Lalu dari jadwal itu gw menyadari satu hal yang esensial: Gw bukan mau ngomong jorok ya, tapi daerah gw ternyata nggak pernah ketiban pemadaman bergilir. Padahal restoran ayam goreng yang letaknya 200 meter dari rumah gw aja udah ketiban.
Ada apa ini? Apakah karena daerah ini ada penunggunya bernama Vicky Laurentina, jadi nggak pernah ketiban mati lampu?
*getok getok. Ge-er banget dirimu, Vic!*
"Mungkin, Ky.." kata bokap gw sebelum diri gw ge-er lebih jauh. "Mungkin karena sekitar kita banyak rumah pejabat."
Gw terhenyak. Ya ampun. Iya ya betul. Rumah gw memang berada satu jalur dengan rumah beberapa mantan orang penting yang sok penting. Pantesan kita nggak pernah mati lampu. Lha si restoran ayam goreng itu ketiban mati lampu coz posisi dia kan di seberang jalan, bukan di sisi yang sama dengan rumah gw (dan rumah-rumah pejabat).
Jadi inget nih, Jakarta sering banjir, lantaran pintu-pintu airnya dipaksa dibuka demi "pemerataan banjir". Tapi anehnya, gw kok nggak pernah denger Istana kebanjiran, atau rumah dinas Menteri kebanjiran?
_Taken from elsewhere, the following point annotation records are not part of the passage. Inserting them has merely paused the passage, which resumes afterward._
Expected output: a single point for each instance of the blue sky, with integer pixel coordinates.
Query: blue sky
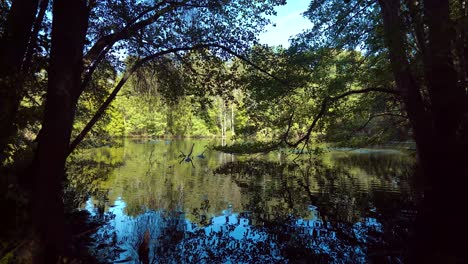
(289, 22)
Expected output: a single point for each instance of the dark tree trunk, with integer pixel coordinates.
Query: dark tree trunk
(13, 45)
(441, 232)
(446, 160)
(70, 21)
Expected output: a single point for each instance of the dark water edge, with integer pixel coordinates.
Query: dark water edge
(340, 208)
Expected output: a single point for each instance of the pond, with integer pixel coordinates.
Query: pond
(340, 206)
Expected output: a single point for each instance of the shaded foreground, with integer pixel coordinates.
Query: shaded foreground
(344, 207)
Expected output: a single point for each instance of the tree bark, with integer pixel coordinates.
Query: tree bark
(13, 45)
(69, 26)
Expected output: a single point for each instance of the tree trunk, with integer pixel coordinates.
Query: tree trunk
(441, 155)
(13, 45)
(70, 21)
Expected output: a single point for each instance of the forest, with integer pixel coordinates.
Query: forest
(94, 92)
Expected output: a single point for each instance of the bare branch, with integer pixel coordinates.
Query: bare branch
(371, 117)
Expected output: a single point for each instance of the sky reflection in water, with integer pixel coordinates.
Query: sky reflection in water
(332, 210)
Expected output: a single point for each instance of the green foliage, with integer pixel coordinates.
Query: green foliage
(248, 147)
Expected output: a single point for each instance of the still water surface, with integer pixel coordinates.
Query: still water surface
(343, 206)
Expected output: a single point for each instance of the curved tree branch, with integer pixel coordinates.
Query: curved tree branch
(323, 109)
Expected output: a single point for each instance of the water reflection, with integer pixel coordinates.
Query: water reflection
(227, 209)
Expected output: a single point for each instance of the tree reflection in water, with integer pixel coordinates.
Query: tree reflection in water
(308, 212)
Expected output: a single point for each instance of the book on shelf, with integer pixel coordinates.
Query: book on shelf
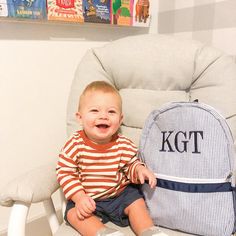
(33, 9)
(3, 8)
(97, 11)
(65, 10)
(122, 12)
(141, 13)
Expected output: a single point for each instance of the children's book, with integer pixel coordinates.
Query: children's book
(33, 9)
(141, 13)
(97, 11)
(122, 12)
(3, 8)
(65, 10)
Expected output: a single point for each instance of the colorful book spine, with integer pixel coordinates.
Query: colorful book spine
(65, 10)
(97, 11)
(3, 8)
(122, 12)
(33, 9)
(141, 13)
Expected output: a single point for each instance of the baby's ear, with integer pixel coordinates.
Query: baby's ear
(78, 117)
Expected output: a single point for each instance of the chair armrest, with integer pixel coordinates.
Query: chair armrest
(34, 186)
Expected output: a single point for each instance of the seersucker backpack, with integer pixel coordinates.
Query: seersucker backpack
(189, 147)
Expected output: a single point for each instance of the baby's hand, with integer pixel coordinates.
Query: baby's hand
(84, 206)
(144, 173)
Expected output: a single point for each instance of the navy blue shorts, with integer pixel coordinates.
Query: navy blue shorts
(112, 209)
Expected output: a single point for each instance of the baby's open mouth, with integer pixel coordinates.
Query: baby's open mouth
(102, 126)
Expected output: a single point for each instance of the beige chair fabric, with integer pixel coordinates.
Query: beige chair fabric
(148, 71)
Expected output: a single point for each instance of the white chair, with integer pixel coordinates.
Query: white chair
(148, 70)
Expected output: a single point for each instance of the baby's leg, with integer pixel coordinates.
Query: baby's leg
(87, 227)
(141, 221)
(138, 216)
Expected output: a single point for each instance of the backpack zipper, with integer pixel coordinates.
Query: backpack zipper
(194, 180)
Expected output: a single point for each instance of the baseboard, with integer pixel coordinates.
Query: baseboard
(37, 227)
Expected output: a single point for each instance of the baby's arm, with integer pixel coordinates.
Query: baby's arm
(143, 173)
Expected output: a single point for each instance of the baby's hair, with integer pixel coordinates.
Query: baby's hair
(100, 86)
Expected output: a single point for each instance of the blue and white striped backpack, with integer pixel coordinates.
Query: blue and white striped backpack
(189, 147)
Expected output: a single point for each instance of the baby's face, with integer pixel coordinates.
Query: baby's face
(100, 115)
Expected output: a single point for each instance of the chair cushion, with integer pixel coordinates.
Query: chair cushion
(150, 70)
(67, 230)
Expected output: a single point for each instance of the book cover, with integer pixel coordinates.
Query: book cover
(97, 11)
(122, 12)
(33, 9)
(3, 8)
(65, 10)
(141, 13)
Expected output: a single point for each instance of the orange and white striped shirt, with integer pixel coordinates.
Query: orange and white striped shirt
(102, 171)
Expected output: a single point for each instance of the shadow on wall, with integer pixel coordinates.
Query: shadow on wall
(23, 30)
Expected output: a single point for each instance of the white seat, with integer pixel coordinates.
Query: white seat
(148, 70)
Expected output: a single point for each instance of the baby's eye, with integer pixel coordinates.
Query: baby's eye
(112, 111)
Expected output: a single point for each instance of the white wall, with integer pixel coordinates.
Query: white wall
(37, 64)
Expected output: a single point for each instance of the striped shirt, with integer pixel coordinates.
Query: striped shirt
(102, 171)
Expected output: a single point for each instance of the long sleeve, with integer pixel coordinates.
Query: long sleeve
(67, 170)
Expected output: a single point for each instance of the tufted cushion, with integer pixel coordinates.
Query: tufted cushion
(150, 70)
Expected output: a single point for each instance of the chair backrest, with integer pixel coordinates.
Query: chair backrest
(150, 70)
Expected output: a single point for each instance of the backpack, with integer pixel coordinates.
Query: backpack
(190, 148)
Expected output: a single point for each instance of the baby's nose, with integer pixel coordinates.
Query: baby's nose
(103, 115)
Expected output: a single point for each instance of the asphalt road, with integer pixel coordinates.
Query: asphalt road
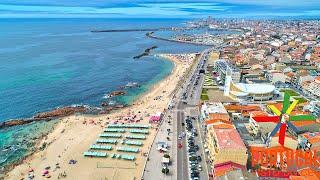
(193, 93)
(182, 168)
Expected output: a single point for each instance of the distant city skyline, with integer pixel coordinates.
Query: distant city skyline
(159, 9)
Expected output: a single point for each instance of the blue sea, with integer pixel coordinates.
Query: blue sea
(49, 63)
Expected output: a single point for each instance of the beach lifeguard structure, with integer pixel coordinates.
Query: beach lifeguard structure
(156, 117)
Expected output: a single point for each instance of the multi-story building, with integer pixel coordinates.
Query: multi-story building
(222, 67)
(214, 110)
(309, 141)
(226, 145)
(314, 87)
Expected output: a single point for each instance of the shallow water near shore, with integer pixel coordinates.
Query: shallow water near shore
(49, 63)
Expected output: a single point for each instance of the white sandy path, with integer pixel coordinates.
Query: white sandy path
(77, 137)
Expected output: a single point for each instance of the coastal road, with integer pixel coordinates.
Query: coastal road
(190, 97)
(182, 162)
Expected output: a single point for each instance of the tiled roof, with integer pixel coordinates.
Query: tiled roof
(229, 138)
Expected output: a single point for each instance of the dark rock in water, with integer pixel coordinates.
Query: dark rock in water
(117, 93)
(60, 112)
(15, 122)
(145, 53)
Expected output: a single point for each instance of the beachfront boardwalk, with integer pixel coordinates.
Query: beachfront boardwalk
(154, 165)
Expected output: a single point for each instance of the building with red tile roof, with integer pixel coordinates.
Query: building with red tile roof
(226, 145)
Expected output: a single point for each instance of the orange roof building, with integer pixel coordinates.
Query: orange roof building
(225, 144)
(214, 110)
(243, 109)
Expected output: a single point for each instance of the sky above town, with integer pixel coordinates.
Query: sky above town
(159, 8)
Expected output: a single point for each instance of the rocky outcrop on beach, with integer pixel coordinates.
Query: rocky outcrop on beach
(145, 53)
(15, 122)
(117, 93)
(60, 112)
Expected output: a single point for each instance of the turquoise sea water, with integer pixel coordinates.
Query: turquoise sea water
(47, 63)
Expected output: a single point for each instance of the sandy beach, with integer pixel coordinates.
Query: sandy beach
(74, 135)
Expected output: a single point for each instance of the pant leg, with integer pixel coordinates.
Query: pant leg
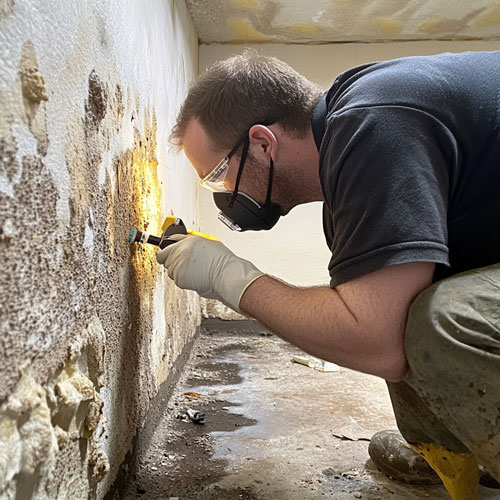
(451, 394)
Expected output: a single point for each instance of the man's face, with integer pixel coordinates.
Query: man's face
(255, 175)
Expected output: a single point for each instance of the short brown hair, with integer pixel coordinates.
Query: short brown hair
(234, 94)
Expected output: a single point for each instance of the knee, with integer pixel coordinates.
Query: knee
(430, 326)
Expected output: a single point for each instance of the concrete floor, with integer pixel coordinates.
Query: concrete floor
(274, 429)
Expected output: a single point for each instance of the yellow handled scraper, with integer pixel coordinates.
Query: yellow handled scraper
(172, 225)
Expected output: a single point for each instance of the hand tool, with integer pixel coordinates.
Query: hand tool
(172, 225)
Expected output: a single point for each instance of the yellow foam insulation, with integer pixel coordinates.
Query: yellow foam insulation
(389, 27)
(305, 30)
(490, 17)
(247, 4)
(243, 30)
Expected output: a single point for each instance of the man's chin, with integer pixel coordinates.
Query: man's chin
(284, 210)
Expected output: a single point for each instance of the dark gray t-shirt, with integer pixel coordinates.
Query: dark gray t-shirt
(410, 164)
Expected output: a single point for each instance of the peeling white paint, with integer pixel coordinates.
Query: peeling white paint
(26, 145)
(88, 242)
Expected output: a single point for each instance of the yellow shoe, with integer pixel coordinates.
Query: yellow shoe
(458, 471)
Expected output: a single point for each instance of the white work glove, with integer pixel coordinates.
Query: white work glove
(209, 268)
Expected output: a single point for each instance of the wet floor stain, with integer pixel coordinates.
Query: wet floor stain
(273, 429)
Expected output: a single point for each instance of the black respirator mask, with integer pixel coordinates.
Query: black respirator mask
(239, 211)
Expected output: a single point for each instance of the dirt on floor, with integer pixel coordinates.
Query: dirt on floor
(273, 429)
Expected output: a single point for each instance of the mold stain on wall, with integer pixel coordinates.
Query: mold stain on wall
(77, 300)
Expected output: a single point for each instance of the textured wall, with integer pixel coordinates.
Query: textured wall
(89, 326)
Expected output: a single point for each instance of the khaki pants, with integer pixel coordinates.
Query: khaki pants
(451, 394)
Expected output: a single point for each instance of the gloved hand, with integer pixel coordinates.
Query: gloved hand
(209, 268)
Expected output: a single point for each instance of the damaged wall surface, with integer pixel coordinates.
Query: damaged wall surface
(89, 326)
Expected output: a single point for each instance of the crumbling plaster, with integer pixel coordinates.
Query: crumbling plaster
(89, 326)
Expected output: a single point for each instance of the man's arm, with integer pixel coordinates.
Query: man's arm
(359, 324)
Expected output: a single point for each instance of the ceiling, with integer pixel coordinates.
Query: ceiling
(326, 21)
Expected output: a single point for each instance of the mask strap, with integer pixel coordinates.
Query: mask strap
(270, 183)
(244, 153)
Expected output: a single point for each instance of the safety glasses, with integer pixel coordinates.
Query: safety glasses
(216, 178)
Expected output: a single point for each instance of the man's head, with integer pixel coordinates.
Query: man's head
(245, 90)
(263, 107)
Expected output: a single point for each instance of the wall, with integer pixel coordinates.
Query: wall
(295, 249)
(89, 326)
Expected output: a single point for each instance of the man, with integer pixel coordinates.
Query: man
(405, 155)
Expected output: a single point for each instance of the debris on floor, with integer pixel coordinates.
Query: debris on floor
(317, 364)
(272, 431)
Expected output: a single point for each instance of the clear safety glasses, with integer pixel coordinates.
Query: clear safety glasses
(215, 179)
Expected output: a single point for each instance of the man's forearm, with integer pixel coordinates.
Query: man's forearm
(320, 322)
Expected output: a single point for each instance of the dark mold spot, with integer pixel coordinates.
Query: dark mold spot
(8, 163)
(96, 105)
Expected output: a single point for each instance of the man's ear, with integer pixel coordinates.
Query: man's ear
(263, 142)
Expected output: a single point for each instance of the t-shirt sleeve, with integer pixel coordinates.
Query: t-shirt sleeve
(386, 173)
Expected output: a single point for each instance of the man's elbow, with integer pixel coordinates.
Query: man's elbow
(394, 367)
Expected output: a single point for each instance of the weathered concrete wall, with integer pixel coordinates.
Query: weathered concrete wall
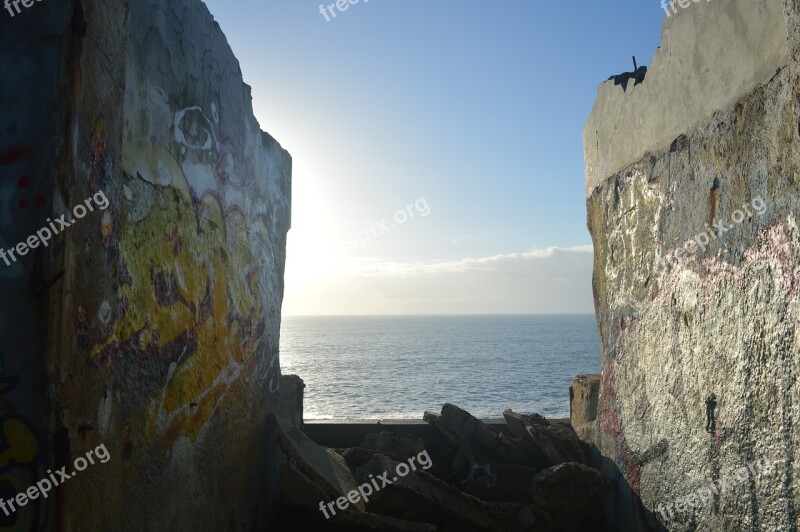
(681, 323)
(160, 341)
(30, 86)
(741, 44)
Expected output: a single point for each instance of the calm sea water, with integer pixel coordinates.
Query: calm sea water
(398, 367)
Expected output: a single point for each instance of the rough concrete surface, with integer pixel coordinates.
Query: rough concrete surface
(679, 323)
(712, 53)
(151, 326)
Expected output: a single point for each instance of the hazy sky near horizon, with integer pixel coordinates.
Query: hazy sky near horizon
(437, 146)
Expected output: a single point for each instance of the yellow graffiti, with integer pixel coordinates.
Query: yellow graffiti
(22, 447)
(193, 273)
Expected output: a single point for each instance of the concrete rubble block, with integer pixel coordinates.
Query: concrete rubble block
(546, 443)
(584, 398)
(568, 497)
(292, 518)
(559, 443)
(500, 483)
(424, 498)
(401, 444)
(369, 522)
(358, 456)
(477, 441)
(312, 473)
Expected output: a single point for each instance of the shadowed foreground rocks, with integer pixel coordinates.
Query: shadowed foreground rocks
(530, 475)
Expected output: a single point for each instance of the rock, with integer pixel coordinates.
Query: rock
(477, 441)
(568, 497)
(422, 497)
(312, 473)
(517, 422)
(398, 444)
(499, 483)
(584, 397)
(291, 518)
(546, 443)
(367, 522)
(559, 443)
(358, 456)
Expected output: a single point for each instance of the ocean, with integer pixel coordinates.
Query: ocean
(396, 367)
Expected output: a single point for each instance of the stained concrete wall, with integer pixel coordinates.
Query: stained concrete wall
(712, 53)
(151, 327)
(680, 322)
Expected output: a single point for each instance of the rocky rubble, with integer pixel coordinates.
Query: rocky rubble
(530, 474)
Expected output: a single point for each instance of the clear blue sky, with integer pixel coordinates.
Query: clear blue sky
(477, 107)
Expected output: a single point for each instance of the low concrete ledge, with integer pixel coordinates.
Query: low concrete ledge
(343, 433)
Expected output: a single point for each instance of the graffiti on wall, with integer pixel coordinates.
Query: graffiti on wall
(191, 281)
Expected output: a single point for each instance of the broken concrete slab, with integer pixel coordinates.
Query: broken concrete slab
(500, 483)
(477, 441)
(314, 473)
(392, 442)
(422, 497)
(568, 497)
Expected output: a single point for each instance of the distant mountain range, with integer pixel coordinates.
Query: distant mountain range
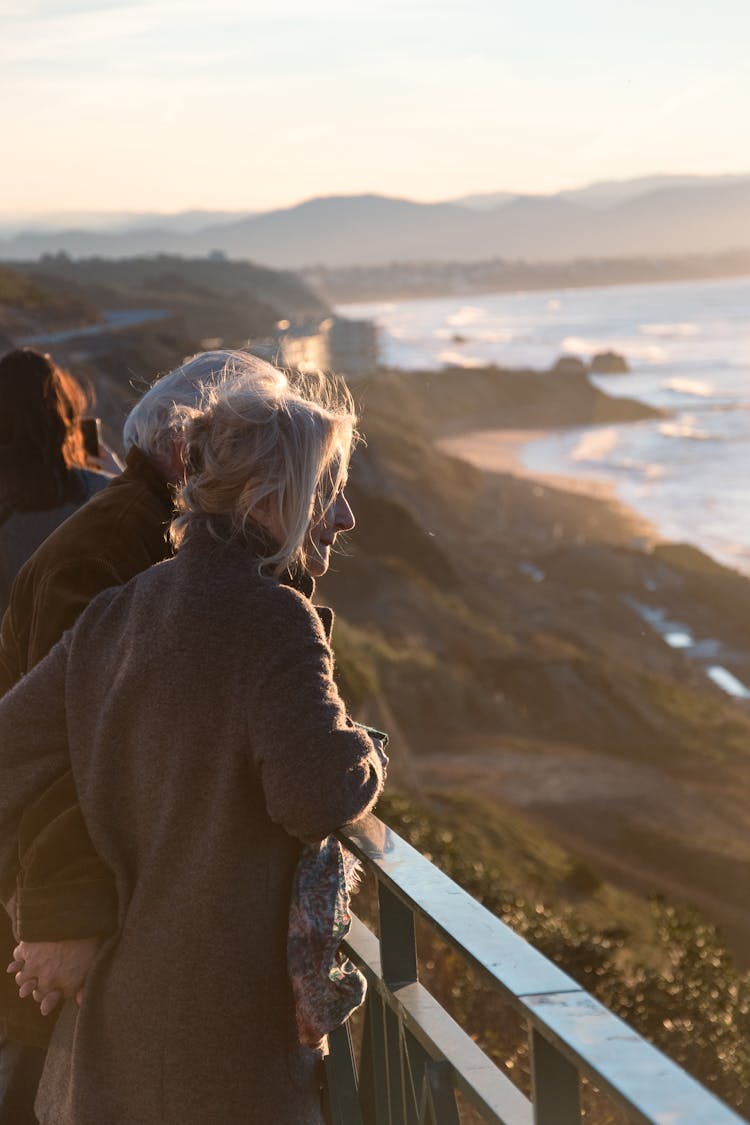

Dan gw pengen tau aja, pernahkah Anda denger rumahnya gubernur atau rumahnya walikota kebanjiran atau mati lampu?
Jadi, balik ke rumpian mahasiswa-mahasiswa tadi, apa syarat utamanya punya rumah? (Bukan, bukan ditungguin Vicky Laurentina.)
Syaratnya adalah, "Rumahnya kudu tetanggaan sama pejabat supaya nggak kebanjiran atau ketiban mati lampu.."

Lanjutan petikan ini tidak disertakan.